Your post is most helpful, even on first listening. (I temporarily gave up on attempting to read it and ha ZoomText read it to me.) For one thing, you don't follow a pratice common on lbo of quoting the weakest sentence in a post & writing, not an argument, but a bumptuous set of quips on it. You've offered a reasonably comprehensive response to my major argumentns (or what can be reasonably assumed to be my major arguments). In this first reply, I'm going to focus on a few fragments of your post, but that is only as a first response. I'll try to get to larger parts of your argument as I get a better grasp on it.
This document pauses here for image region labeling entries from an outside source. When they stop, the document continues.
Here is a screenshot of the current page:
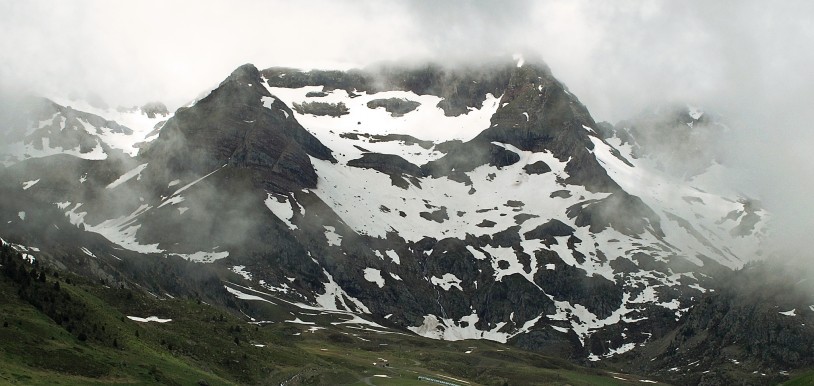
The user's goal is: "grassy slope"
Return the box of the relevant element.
[0,250,664,385]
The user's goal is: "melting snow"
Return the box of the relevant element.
[23,178,40,190]
[779,308,797,316]
[325,225,342,247]
[364,268,384,288]
[430,273,463,291]
[106,163,147,189]
[265,193,297,230]
[173,251,229,263]
[231,265,252,281]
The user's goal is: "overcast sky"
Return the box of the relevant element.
[0,0,814,256]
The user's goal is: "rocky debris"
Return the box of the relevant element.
[418,207,449,223]
[141,102,170,118]
[367,98,421,117]
[603,105,726,179]
[141,65,335,193]
[263,63,514,116]
[294,102,350,117]
[421,142,520,178]
[612,263,814,385]
[548,190,571,198]
[566,191,664,237]
[523,219,574,246]
[348,153,423,177]
[523,161,551,174]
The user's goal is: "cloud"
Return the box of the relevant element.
[0,0,814,256]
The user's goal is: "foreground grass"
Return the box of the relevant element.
[0,249,664,386]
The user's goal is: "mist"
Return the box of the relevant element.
[0,0,814,253]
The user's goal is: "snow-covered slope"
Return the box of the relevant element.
[3,62,767,360]
[0,98,171,166]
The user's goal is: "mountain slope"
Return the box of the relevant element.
[0,57,767,370]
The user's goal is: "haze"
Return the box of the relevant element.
[0,0,814,258]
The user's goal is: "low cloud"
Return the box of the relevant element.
[0,0,814,258]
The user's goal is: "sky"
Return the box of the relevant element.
[0,0,814,256]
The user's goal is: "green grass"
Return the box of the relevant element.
[0,249,668,386]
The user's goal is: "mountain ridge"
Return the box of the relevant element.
[0,58,796,384]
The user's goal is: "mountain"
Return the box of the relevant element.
[0,56,804,382]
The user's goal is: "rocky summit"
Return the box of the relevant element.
[0,56,814,384]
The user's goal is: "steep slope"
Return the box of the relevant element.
[0,55,776,366]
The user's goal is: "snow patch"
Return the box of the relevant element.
[105,163,147,189]
[364,267,384,288]
[324,225,342,247]
[23,178,40,190]
[778,308,797,316]
[430,273,464,291]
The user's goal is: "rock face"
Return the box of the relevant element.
[142,65,334,192]
[0,97,133,164]
[0,58,776,380]
[615,262,814,385]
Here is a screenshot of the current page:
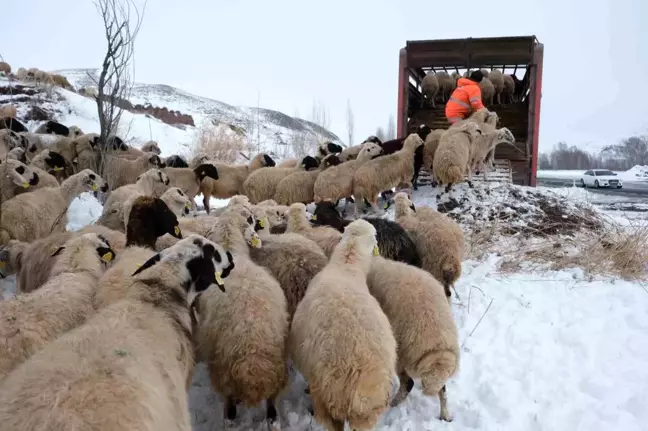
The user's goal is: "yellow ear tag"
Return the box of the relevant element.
[101,251,112,263]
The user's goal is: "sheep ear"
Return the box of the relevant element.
[132,253,162,277]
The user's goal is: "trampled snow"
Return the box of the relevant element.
[1,75,648,431]
[537,165,648,181]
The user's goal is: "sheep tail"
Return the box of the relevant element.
[231,355,288,406]
[408,349,459,396]
[0,228,11,246]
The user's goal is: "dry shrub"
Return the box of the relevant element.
[500,220,648,280]
[191,122,252,163]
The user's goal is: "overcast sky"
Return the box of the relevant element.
[0,0,648,150]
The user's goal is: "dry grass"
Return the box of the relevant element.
[191,122,252,163]
[486,221,648,280]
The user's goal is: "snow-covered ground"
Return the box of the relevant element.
[537,165,648,181]
[0,73,648,431]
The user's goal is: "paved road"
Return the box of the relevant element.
[538,178,648,198]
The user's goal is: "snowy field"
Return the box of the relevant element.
[0,75,648,431]
[537,165,648,181]
[7,187,648,431]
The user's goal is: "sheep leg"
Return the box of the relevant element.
[391,371,414,407]
[203,195,209,214]
[439,385,452,422]
[312,396,344,431]
[223,397,236,429]
[266,398,281,431]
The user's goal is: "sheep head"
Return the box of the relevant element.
[133,234,234,293]
[0,158,39,189]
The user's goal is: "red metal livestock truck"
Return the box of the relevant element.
[397,36,544,187]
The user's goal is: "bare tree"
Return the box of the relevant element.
[385,114,396,140]
[376,127,388,142]
[91,0,146,175]
[347,99,355,147]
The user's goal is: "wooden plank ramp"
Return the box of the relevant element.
[418,159,513,187]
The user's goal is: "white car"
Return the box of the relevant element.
[581,169,623,189]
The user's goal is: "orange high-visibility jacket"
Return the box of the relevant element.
[446,78,484,123]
You write: ". . . but you - the person who advocates for, and provides clear evidence of your knowledge about, the capacity of non-experts to learn technical fields "remarkably" quickly and with depth - would seem to be the last person I'd expect to be making this argument."
And a bit later you write: "non-experts in pretty much any field can become well-versed in the science itself whenever driven to self-educate, particularly if they are collectively self-educating."
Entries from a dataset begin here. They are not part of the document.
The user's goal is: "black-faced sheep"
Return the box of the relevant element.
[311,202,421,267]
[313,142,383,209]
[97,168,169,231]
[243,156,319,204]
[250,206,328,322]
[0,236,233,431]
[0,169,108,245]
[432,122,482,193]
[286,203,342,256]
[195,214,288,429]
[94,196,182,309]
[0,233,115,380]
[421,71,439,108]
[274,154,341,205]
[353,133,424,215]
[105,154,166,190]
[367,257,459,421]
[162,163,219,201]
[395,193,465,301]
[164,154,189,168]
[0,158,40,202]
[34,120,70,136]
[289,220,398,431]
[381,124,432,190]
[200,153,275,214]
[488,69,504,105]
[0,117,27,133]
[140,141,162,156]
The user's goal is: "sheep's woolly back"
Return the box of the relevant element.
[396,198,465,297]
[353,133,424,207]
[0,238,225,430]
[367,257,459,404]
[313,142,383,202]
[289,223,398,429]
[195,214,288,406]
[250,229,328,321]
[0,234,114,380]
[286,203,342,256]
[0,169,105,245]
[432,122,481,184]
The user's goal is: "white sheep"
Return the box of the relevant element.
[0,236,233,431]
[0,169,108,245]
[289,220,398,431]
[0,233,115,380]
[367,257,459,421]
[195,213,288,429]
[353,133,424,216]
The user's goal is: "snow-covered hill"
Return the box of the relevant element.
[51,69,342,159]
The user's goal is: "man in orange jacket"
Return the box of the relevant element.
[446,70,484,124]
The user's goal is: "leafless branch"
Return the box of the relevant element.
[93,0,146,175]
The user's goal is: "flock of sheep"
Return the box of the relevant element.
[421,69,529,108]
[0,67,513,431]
The key words here (my emphasis) are, "experts in pretty much any field CAN become well-versed in the science." I don't think you had to confine this claim to "experts," but could extend it to the general public. Probably the bulk of high-school grads COULD "become well-versed in the science" - IF they wantd to, IF they then made the effort, and if necessary sought ut the help, to achieve this understanding. What are the preconditons for making such an effort, whether by a litereature ph.d or a high-school graduate? My essential claim is that the precondition is accepting on faith the Authority of Sceince. And that fundamental Faith has to be proof against repeated discoveries that this or that scientific "truth" was no longer truth. In some ways that Faith is harder to maintain than much religious faith. I became a "Marxist" before I had read any arguments for Marxism whatever. I had (through varius processes) reached the conclusion that there was something fundamentally wrong about the relations of the U.S. to the rest of the world (Vietnam, Dominican Rpublic), and as far as I knew it was mostly Marxists who had been opposing that wrongness for half a century or so. I began my reading of Marxist or semi-Marxist wrtings one the assumption that that was where Truth was to be foundd. (Northrop Frye observes in the Anatomy of Criticism that the only people who are ever convinced by "Defenses of Poetry" are those who are already well inside the defensive perimieter - i.e. a defense of poetry will convince yu even if you agree with it in advance of eer reading it.)
I'll keep studying your post and return to it.